The words died on my lips as she rose, her slim figure straight in its sudden dignity, and I knew that I had failed.

"Your proposal is preposterous, Mr. Canby," she said coolly, moving toward the door.

"You refuse?"

"Of course. I am sorry if Mr. Benham has failed, is failing his friends, but the thing that you suggest is impossible." She put out her hand in token of dismissal.

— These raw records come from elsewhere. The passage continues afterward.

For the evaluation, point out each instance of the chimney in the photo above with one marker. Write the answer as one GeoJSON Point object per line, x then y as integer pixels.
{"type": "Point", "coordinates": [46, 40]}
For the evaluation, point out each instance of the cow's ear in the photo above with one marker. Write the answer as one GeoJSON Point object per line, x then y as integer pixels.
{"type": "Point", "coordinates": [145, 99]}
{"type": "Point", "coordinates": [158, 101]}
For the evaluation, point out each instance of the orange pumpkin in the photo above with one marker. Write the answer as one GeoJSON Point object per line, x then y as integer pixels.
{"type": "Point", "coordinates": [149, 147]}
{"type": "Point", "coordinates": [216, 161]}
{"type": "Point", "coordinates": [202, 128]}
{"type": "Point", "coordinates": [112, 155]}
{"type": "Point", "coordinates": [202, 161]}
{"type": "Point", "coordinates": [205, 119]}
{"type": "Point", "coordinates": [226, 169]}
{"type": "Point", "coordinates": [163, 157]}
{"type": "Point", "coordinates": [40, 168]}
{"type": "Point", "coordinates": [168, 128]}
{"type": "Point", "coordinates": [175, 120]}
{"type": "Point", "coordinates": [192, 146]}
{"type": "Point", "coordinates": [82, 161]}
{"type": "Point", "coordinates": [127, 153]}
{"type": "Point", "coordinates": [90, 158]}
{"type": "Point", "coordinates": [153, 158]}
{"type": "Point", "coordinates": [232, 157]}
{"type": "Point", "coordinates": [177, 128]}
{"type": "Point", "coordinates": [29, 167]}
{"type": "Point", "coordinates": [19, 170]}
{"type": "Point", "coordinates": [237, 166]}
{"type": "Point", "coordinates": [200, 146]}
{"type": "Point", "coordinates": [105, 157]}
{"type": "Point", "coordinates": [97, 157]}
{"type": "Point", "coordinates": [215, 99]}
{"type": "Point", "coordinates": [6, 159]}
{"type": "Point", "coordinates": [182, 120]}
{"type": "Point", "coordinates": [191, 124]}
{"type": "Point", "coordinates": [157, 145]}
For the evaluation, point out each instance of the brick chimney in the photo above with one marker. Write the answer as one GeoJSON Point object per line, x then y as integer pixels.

"And you won't reconsider? Let me come to see you tomorrow, the next day. Is it so much that I ask?"

"Good night, Mr. Canby."

"You do not care enough?"

"Good night."

I bowed over her fingers silently.

Then I took up my hat. There was nothing left to do.



CHAPTER XIX

THE PATH IN THE WOOD

Had I not been obsessed with the desire at all costs to divert the unhappy tide of Jerry's infatuation, I must have known that no girl such as Una Habberton could lend herself as accessory to a plan like mine. I had had evidence enough that she cared for Jerry in a tender, almost a motherly way, and while I had been unsuccessful in my mission, I now saw no reason to change my opinion. Indeed, in my hotel room that night, the more I thought of the interview the more convinced I was that whatever modesty deterred her, it was the very fact of her caring so much that made the thing impossible to her. Her air of indifference, carefully assumed, had not hidden the rapid rise and fall of her breast at the confession of my fears. The inquietude of her manner, the curiosity which had permitted me to finish my story, were proof convincing that her interests in Jerry were more than ordinarily involved, and the more I thought of her attitude the more I wondered at my own temerity.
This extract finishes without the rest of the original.